In one of the last colleague teas of the spring series, we talked podcasting. This included some production tools, ideas for teaching with the medium, concerns about how not to use this kind of technology, and of course examples.
As is often the case, we looked at some examples to get us started. Tim Fox showed us his podcast, The Supportive Classroom, and talked a bit about the process he used to produce it, including how to get it published in the iTunes Music Store. We also looked at some podcasts downloaded from the music store, such as a chinese language instruction series, and a recorded classroom lecture.
We discussed a few of the tools available for creating and recording podcasts, including:
- Odeo – easy, web based software that allows you to record and store up to an hour’s worth of audio per session.
- GarageBand – audio recording software for the mac that lets you publish directly from within the interface
- Audacity – free, cross-platform software. Not as easy to use/install as some of the others.
- iTunes U – an iTunes music store geared towards higher education organizations.
One question that came up went along the lines of “Why podcast?”. An answer seemed to be that it was an easy way to publish and distribute media – anyone with a blog can syndicate audio/video material which can be easily downlaoded onto an audience’s computers, or portable media devices.
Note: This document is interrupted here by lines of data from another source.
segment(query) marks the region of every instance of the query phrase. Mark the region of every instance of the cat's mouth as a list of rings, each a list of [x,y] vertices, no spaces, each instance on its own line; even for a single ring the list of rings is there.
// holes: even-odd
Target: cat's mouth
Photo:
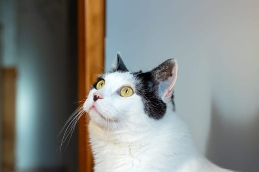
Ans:
[[[100,113],[97,109],[96,109],[96,108],[94,106],[94,105],[93,105],[92,107],[90,109],[90,110],[93,110],[95,111],[101,117],[102,117],[103,119],[105,120],[106,121],[108,121],[110,122],[118,122],[118,120],[116,119],[110,119],[109,118],[108,118],[107,117],[105,117],[101,113]]]

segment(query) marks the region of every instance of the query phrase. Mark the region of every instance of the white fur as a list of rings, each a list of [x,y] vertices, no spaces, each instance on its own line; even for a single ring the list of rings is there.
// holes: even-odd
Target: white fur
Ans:
[[[196,151],[187,127],[171,110],[169,100],[164,117],[154,119],[145,113],[141,97],[119,95],[122,86],[135,89],[136,81],[129,72],[104,78],[104,86],[92,89],[83,106],[90,117],[95,172],[230,172]],[[103,98],[94,102],[94,93]]]

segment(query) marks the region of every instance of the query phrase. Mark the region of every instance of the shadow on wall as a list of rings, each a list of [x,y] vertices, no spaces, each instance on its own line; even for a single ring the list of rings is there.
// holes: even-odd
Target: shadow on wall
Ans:
[[[259,169],[259,110],[250,125],[231,123],[223,118],[212,101],[210,133],[206,156],[221,167],[240,172]],[[244,114],[244,115],[246,114]]]

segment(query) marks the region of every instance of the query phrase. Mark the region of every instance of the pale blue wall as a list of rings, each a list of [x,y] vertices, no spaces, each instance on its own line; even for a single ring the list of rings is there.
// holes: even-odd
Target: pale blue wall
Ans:
[[[15,0],[0,0],[0,24],[2,26],[2,65],[16,64],[16,14]]]
[[[200,151],[222,166],[259,169],[259,1],[108,0],[106,65],[179,63],[177,112]]]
As the conversation moved on, we looked at and discussed “videocasting”, “screencasting”, enhanced podcasts (such as narrated PowerPoints and chaptered podcasts). We talked about some of the challenges of teaching with such a tool, which led us to some more examples of how to use it in the classroom. Paul Martin, joining us via instant message (thanks Paul!) pointed us to an example of an enhanced podcast he produced. We also looked at how he used podcasts in some of his courses, including having the students record podcasts which he posts on a course blog.
All in all, it was another successful session, with some great discussion. Afterwards, Steve Birnbaum sent us this great article regarding the Berkely iTunes U library being made available to the public (thanks Steve!).
UPDATE: Malachi pointed out that Apple offers some seminars on “Podcasting on Campus“. Also, Charlie and I came across a great screencast on using Garageband to create enhanced podcasts (you may have to scroll down to find it – I couldn’t find a permalink to the post).